Government Regulation and Business Value


It its simples form, the value of any business is a function of its cash flows and the risks of realizing those cash flows. Generally speaking, the lower the perceived risk, the higher the value of the business. The converse also holds true.

In the process of estimating the value of an existing business, the risk assessment process is a key factor. Every company is exposed to risk. For example, a company with a high debt level is generally more risky than companies with low or no debt. Companies that have only a few customers that represent a high percentage of total sales are generally deemed more risky than companies that have many customers that generate the same sales volume. Companies that are highly regulated by government agencies may also face high risk levels due to frequent legislation that effects their operations and future cash flows. The auto industry, airline industry, and healthcare, are examples of highly regulated industries.

Successful business owners identify risks and proactively adopt strategies to reduce and minimize risks. Cultivating a diverse customer base is a deliberate action to reduce business risk. Hedging is a strategy often used to reduce risk. The purchase of insurance policies reduces risk of loss through casualty or otherwise.

Government regulations, for most business owners, can present uncontrollable risks. They can appear suddenly, the result of current events and the political pressure to “do something”.

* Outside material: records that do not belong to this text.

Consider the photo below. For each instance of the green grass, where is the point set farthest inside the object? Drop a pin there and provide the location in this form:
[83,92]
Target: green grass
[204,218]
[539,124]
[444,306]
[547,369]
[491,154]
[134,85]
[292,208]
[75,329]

From a valuation perspective, the recent announcement on the prospect of increasing the minimum wage could decrease the value of businesses that rely on low skill employees, those that are earning at or near the minimum wage. The decrease in business value is a result of potentially lower cash flows due to higher labor costs. In today’s fragile economy, a business owner would be hesitant to automatically increase prices based on a forced increase in labor costs. This could result in loss sales to competitors. Most likely, the business owner would cut back in total labor employed so that overall costs remain the same. What happens in this scenario is that fewer people are employed under the guise of helping the low skilled worker earn more.

There have been numerous studies that contradict the politically popular thinking that mandating minimum wage law is good for the economy and good for the low skilled worker.

A more effective approach is for policymakers to focus on policies that generate faster economic growth. A growing economy benefits all workers, while minimum wage policies disproportionately affect low-skilled workers. While I understand that politicians and policy makers believe they are helping workers, research shows the opposite is true. (1)




(1)Richard V. Burkhauser and Joseph J. Sabia, “The Effectiveness of Minimum Wage Increases in Reducing Poverty: Past, Present, and Future, Contemporary Economic Policy 25, no. 2 (April 2007).
Richard V. Burkhauser and Joseph J. Sabia, “Minimum Wages and Poverty: Will a $9.50 Federal Minimum Wage Really Help the Working Poor?” Southern Economic Journal 77, no. 3 (January 2010).